Bartz v. Anthropic gives an elegant solution about the limits of Fair Use, it explains that copyright law does not prohibit the act of learning (by either humans or machines) from copyrighted works, so long as the outputs do not reproduce or substantially mimic the originals. This principle is likely to be central in the New York case, where the Times alleges that OpenAI’s models can generate near-verbatim copies of its articles. The factual question of whether the outputs cross the line from learning to unlawful reproduction will be critical, and the California court’s reasoning provides a roadmap for how to analyze this issue.
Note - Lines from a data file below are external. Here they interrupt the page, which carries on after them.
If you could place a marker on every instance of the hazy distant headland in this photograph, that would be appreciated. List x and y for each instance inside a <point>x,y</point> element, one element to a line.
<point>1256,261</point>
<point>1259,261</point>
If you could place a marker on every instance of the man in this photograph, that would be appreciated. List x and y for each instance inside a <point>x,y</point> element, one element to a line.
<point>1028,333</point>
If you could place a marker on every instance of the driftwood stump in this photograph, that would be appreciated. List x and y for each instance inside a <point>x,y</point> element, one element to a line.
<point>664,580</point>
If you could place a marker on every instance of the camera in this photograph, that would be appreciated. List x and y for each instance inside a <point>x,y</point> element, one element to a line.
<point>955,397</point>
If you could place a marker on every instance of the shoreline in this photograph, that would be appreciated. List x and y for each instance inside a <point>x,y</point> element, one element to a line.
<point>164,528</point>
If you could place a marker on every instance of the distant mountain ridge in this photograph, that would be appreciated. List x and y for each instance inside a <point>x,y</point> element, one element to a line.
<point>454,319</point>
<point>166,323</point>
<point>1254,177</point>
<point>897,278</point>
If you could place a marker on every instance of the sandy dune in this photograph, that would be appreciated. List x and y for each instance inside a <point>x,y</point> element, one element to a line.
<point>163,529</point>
Finally, both cases represent the importance of transparency, data provenance, and robust compliance mechanisms in the development of generative AI. The preservation order in The New York Times v. Microsoft Corporation, OpenAI, et al. and the damages awarded in Bartz v. Anthropic send a unified message: innovation in AI must be grounded in respect for intellectual property rights, and companies that disregard these boundaries face significant legal and financial risks.